People are lazy, they don't want to ready gigantic documents, especially legal ones. When you want to use some "hip, rad, and dope" software, you almost always have to accept a license agreement. Everyone accepts without actually reading the actual legal-speak. We wanted to make it easy to understand what you're signing up for and how it affects you. No one wants to unknowing signing away their first born or a kidney after all.
What it does
Takes input from an EULA text file, summarizes each section under the headings, and show the result to a user in a window.
How I built it
We experimented heavily with rudimentary statements and even with multiple frameworks, like NLTK. Those turned out to be a wash. I then found a research paper which gave me a wordy outline to start with. The code I wrote splits the content down to it's most basic form - plain word lists. I then take that sentence array and find the "score" of the sentence and compare it to a scored sentence from the same section and determine which of those have the most common intersections and choose based on which ones intersect the most.
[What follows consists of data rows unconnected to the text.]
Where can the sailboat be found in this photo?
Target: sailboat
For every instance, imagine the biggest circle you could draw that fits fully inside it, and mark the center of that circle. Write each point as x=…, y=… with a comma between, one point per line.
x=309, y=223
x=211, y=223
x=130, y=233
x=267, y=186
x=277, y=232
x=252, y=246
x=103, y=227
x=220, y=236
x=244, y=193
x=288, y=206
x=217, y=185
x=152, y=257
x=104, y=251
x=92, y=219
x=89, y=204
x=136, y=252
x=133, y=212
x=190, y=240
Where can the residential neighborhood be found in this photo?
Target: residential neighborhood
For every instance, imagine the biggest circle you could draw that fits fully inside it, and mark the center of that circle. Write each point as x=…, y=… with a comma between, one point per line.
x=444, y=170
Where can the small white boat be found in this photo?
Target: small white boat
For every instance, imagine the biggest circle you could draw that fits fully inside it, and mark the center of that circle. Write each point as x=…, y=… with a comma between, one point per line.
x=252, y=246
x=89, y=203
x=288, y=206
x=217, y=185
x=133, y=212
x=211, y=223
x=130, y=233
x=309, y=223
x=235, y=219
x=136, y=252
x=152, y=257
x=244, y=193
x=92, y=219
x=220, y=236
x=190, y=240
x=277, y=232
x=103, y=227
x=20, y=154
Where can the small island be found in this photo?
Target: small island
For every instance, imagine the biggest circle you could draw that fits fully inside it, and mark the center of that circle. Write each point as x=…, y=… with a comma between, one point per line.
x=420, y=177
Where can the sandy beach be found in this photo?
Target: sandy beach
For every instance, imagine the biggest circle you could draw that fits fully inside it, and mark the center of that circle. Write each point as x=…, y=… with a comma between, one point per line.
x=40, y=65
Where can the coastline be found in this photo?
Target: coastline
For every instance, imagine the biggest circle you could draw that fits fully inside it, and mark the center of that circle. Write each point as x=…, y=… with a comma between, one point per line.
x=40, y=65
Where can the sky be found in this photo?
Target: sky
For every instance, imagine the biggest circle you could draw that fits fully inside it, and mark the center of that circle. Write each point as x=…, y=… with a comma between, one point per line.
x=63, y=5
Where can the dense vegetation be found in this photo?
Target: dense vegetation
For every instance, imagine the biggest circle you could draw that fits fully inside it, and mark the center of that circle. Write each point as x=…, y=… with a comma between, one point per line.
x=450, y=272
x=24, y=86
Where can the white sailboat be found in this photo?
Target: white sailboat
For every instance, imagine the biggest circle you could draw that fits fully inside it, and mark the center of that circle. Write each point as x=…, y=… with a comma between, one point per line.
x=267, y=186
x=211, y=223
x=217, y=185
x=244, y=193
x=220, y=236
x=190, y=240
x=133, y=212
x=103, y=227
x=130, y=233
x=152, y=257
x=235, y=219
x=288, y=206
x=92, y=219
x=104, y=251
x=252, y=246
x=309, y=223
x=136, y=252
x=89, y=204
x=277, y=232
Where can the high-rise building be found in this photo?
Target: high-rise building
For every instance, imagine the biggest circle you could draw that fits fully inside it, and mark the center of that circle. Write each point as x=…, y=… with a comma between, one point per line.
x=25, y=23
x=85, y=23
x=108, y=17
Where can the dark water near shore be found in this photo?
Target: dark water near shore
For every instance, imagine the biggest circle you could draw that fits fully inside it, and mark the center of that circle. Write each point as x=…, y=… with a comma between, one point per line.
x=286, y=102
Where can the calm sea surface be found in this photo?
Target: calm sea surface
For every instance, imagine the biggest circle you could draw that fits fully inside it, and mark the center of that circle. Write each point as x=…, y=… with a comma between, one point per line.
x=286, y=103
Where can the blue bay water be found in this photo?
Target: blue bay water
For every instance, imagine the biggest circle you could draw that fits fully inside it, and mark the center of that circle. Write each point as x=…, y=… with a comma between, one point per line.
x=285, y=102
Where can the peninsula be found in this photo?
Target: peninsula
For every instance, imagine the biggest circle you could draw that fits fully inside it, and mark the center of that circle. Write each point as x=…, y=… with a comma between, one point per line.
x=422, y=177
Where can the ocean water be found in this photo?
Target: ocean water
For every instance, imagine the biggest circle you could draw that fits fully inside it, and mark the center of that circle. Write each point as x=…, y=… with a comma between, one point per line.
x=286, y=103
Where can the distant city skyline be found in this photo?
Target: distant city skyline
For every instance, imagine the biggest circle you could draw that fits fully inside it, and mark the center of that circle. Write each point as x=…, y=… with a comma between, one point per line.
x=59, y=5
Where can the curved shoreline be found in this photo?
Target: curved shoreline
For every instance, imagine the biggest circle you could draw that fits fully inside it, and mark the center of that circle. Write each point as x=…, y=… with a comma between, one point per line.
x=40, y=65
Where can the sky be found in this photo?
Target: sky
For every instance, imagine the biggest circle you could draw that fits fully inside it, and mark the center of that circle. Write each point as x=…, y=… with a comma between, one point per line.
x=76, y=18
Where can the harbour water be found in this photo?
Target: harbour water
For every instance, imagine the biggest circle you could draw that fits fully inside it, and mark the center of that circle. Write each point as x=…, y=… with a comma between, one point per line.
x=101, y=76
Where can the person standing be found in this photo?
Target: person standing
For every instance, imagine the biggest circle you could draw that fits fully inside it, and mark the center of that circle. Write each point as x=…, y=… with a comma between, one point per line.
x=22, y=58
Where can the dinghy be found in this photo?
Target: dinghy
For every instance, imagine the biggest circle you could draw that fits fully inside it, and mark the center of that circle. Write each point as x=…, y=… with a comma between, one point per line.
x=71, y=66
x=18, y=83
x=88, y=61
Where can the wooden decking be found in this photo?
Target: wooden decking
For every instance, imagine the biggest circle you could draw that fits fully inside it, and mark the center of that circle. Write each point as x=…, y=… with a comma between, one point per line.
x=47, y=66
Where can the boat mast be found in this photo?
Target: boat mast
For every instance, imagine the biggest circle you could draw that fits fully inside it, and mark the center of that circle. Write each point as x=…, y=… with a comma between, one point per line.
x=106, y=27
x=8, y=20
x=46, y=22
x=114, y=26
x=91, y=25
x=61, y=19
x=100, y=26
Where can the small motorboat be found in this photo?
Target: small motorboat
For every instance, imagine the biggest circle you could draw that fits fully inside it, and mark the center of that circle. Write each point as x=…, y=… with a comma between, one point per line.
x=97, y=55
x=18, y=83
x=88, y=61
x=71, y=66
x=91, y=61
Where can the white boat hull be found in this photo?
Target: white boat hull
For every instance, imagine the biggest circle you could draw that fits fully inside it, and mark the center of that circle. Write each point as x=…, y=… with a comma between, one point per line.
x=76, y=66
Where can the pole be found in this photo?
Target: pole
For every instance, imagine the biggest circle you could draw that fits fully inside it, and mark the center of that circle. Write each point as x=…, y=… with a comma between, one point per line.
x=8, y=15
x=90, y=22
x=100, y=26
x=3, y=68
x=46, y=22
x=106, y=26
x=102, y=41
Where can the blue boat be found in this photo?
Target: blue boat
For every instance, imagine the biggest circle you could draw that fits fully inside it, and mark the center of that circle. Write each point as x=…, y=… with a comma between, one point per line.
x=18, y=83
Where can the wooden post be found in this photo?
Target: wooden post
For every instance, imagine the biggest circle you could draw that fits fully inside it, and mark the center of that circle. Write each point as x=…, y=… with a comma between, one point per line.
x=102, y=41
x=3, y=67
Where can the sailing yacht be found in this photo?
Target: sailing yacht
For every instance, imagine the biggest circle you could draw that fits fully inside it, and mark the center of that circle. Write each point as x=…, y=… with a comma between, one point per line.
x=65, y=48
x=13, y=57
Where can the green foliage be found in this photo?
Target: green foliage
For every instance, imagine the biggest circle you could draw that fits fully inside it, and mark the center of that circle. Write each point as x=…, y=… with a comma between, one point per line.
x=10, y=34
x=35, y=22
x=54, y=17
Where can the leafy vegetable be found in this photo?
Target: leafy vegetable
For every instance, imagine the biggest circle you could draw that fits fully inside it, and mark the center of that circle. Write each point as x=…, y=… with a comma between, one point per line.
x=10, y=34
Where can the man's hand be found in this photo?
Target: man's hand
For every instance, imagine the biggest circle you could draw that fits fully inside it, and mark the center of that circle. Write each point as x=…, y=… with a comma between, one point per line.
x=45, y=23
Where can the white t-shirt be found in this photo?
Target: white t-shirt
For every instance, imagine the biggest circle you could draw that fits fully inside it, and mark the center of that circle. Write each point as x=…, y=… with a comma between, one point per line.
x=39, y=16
Dennis was able to create a easy to read GUI using Tkinter. This removed the difficulty that comes with reading a black and white terminal and presents the data in a more spread out fashion.
Challenges I ran into
Configuring the different libraries needed, splitting the text into segments to be parsed, and actually summarizing the whole thing.
Accomplishments that I'm proud of
We were able to accurately summarize a large text document and provide meaningful information about each item.
What I learned
Natural language processing through python.
What's next for EULDR
Discover algorithms that can be used on a wider range of EULAs.
We didn't have time to match with multiple different styles because while there is a set standard for what must be included in an EULA, it's up to the company/licencor/etc. to include clauses and/or apply their own formatting style.